Podemos evidenciar, por meio de tais narrativas, significações idiossincráticas, nas
quais o órgão da linguagem opera em consonância com outros sistemas cognitivos para
produzir narrativas cuja natureza demonstra alterações, por exemplo, da pretence, ou melhor,
em sua capacidade de promover a distinção entre o hipotético e o real. O mundo simulado dos
sujeitos traumatizados, automaticamente, deixa de levar em conta o mundo real, produzindo
avaliações negativas a respeito do mundo real que não têm precedente no próprio mundo real
78
e sim no mundo simulado ou no mundo atualizado da memória autobiográfica. Vemos isso
em todas as narrativas coletadas nos Quadros 1 e 2.
De forma geral, ocorrem altos níveis de pensamentos imaginativos catastróficos
associados a baixos níveis de inibição de pensamentos intrusivos e ações.

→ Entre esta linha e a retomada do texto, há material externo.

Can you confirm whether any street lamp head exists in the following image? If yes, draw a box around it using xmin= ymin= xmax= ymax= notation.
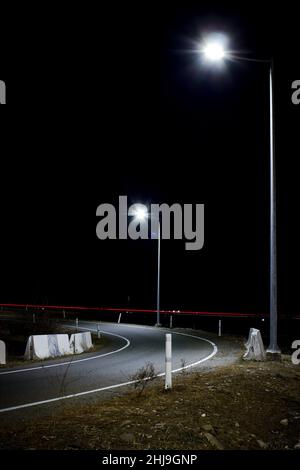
xmin=203 ymin=42 xmax=225 ymax=62
xmin=128 ymin=203 xmax=148 ymax=222
xmin=199 ymin=33 xmax=227 ymax=63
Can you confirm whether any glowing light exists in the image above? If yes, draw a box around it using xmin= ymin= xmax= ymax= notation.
xmin=203 ymin=42 xmax=225 ymax=62
xmin=128 ymin=204 xmax=148 ymax=222
xmin=199 ymin=33 xmax=228 ymax=62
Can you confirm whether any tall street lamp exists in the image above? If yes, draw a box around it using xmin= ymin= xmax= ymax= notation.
xmin=199 ymin=34 xmax=280 ymax=359
xmin=129 ymin=204 xmax=161 ymax=326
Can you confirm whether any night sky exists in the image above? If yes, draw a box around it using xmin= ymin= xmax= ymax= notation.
xmin=0 ymin=1 xmax=300 ymax=314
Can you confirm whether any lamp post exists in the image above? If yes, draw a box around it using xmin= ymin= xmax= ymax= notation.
xmin=199 ymin=35 xmax=281 ymax=359
xmin=129 ymin=204 xmax=161 ymax=326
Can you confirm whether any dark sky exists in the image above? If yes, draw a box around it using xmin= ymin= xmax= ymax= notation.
xmin=0 ymin=1 xmax=300 ymax=313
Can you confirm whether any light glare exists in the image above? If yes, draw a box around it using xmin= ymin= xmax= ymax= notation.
xmin=203 ymin=42 xmax=225 ymax=62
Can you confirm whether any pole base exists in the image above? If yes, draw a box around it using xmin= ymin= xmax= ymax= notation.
xmin=266 ymin=348 xmax=281 ymax=361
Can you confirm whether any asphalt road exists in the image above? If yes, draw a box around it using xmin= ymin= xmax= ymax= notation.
xmin=0 ymin=322 xmax=217 ymax=413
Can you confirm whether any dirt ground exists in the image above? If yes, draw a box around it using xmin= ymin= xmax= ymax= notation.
xmin=0 ymin=356 xmax=300 ymax=450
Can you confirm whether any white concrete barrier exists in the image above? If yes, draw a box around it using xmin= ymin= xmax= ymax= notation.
xmin=243 ymin=328 xmax=266 ymax=361
xmin=70 ymin=331 xmax=93 ymax=354
xmin=24 ymin=334 xmax=72 ymax=359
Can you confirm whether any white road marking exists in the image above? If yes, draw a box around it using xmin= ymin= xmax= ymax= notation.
xmin=0 ymin=327 xmax=130 ymax=375
xmin=0 ymin=328 xmax=218 ymax=413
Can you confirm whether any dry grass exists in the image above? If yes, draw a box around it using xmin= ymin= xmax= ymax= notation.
xmin=0 ymin=360 xmax=300 ymax=450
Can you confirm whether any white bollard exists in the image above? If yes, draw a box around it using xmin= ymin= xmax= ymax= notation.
xmin=0 ymin=340 xmax=6 ymax=364
xmin=165 ymin=333 xmax=172 ymax=390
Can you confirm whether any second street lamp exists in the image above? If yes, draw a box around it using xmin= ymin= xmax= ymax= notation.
xmin=129 ymin=204 xmax=161 ymax=326
xmin=198 ymin=33 xmax=280 ymax=358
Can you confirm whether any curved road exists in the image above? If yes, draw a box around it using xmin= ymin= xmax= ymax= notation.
xmin=0 ymin=322 xmax=217 ymax=413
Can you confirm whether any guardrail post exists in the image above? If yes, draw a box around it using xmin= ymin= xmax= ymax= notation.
xmin=165 ymin=333 xmax=172 ymax=390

As ações não
refreadas podem ser notadas no sobressalto excessivo e nas reações de fuga, muito presentes
nos hiper-responsivos. Assim como os sintomas conversivos também demonstram ações não
refreadas nos sujeitos hiporresponsivos. Os pensamentos e memórias intrusivos e contínuos
associados às ruminações também são demonstrações de baixos níveis de inibição de
pensamentos de forma geral. As fantasias, então, tomam o palco da consciência e se fazem
self tanto do ponto de vista daquela parte do self que pensa, conhece e age, quanto daquela
parte que constitui o autoconceito.
A predição promovida pela criação de cenários “e se” é de extrema utilidade tanto do
ponto de vista consciente quanto do inconsciente, visto que as últimas são profundamente
estabelecidas em nossos corpos e se tornam automáticas e reflexivas, promovendo estratégias
de enfrentamento rápidas e possivelmente eficazes. Embora as estratégias sejam
inconscientes, os resultados possíveis são conscientemente experimentados pelos sujeitos
traumatizados e podem emergir na forma de narrativas, tais como estas de nossa análise. A
criação de tais cenários possíveis é vista eminentemente nos contrafactuais das narrativas de
24 a 37, mas esse tipo de predição inconsciente e automática pode ser vista em quaisquer
narrativas que promovam ou demonstrem reações de sobressalto ou mesmo conversão.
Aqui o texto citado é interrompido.